The design involved a symmetrical main frontage of 13 bays facing south onto Place Monsieur. The central section of seven bays featured a wide flight of steps leading up to a seven-arch arcade; on the first floor, there was a row of rounded headed windows with moulded surrounds and keystones flanked by Doric order columns supporting an entablature, a cornice and a parapet. The end sections of three bays each featured arches at basement level and were fenestrated by pedimented casement windows on the ground and first floors: they were surmounted by entablatures, cornices, parapets and mansard roofs. A large octagonal dome, designed by Étienne Boisson, was installed above the building in 1858.

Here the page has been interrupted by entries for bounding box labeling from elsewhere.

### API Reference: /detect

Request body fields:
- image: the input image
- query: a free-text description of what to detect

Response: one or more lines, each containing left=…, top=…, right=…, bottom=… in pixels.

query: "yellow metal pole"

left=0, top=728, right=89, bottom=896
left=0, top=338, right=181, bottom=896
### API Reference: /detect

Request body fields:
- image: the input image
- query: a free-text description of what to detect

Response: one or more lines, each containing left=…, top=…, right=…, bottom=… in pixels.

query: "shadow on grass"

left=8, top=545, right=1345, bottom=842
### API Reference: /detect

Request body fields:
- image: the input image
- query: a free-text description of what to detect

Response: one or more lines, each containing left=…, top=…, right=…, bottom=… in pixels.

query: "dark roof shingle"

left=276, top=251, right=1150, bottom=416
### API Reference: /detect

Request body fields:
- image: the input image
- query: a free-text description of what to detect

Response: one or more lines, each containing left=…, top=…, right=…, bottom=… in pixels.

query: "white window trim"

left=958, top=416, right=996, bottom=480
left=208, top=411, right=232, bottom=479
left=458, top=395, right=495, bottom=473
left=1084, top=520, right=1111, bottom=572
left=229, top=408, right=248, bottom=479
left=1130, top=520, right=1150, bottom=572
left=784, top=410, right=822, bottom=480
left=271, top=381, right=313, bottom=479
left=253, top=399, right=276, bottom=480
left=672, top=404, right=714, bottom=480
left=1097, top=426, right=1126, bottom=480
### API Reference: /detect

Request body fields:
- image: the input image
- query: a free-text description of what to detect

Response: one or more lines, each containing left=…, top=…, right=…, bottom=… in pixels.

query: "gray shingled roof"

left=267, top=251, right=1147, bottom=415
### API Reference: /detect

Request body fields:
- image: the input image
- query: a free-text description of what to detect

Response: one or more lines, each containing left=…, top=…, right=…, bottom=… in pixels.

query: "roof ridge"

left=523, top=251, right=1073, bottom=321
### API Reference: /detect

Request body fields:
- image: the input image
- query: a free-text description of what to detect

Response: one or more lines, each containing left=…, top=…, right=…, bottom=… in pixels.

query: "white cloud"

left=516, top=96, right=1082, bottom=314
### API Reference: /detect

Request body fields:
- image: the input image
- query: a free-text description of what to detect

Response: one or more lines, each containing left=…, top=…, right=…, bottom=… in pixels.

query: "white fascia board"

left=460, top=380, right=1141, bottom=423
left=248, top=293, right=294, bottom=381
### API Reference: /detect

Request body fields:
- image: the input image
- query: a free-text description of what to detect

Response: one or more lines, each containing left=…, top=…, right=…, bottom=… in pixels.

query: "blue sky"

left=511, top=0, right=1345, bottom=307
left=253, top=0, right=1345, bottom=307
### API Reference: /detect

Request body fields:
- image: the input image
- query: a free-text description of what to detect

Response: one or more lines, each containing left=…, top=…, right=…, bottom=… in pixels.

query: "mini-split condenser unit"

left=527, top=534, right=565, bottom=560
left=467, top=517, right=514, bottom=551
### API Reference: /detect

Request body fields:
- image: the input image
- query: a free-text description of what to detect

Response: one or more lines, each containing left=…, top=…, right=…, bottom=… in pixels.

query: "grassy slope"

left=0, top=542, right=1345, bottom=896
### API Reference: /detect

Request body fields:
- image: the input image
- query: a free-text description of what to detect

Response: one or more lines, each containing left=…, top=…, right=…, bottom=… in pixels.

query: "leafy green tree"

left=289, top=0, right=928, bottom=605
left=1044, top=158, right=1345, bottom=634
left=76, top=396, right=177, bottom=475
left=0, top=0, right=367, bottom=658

On 24 March 1871, inspired by the establishment of the Paris Commune, a crowd of revolutionary guardsmen stormed the town hall, and demanded a referendum on the establishment of a similar commune in Saint-Étienne. In the ensuing melee, shots were fired and the Prefect of the Loire Department, Henri de L'Espée, was assassinated and a commune was declared, although the French Army eventually regained control.

Two statues, sculpted by Étienne Montagny, were installed on pedestals on either side of the steps in November 1872: the male figure represented metallurgy and the female figure represented ribbon-making, both of which were important local industries. Montagny also created caryatids on either side of the dome. Meanwhile, a bronze statue depicting two nymphs at a fountain was designed by the sculptor, Albert-Ernest Carrier-Belleuse, cast at the foundry of André-Barbezat & Company, and installed in a niche at the rear of the building in 1874.

Following the deaths of 925 local people during American aerial bombing of the area on 26 May 1944, the leader of Vichy France, Marshal Philippe Pétain, visited the town hall and spoke to the grieving crowd from the balcony on 6 June 1944. After a serious fire, the dome was demolished in 1953 and the arcade on the ground floor was enclosed by glass in 1970. A carillon of 16 bells was erected at the rear of the building in 2000.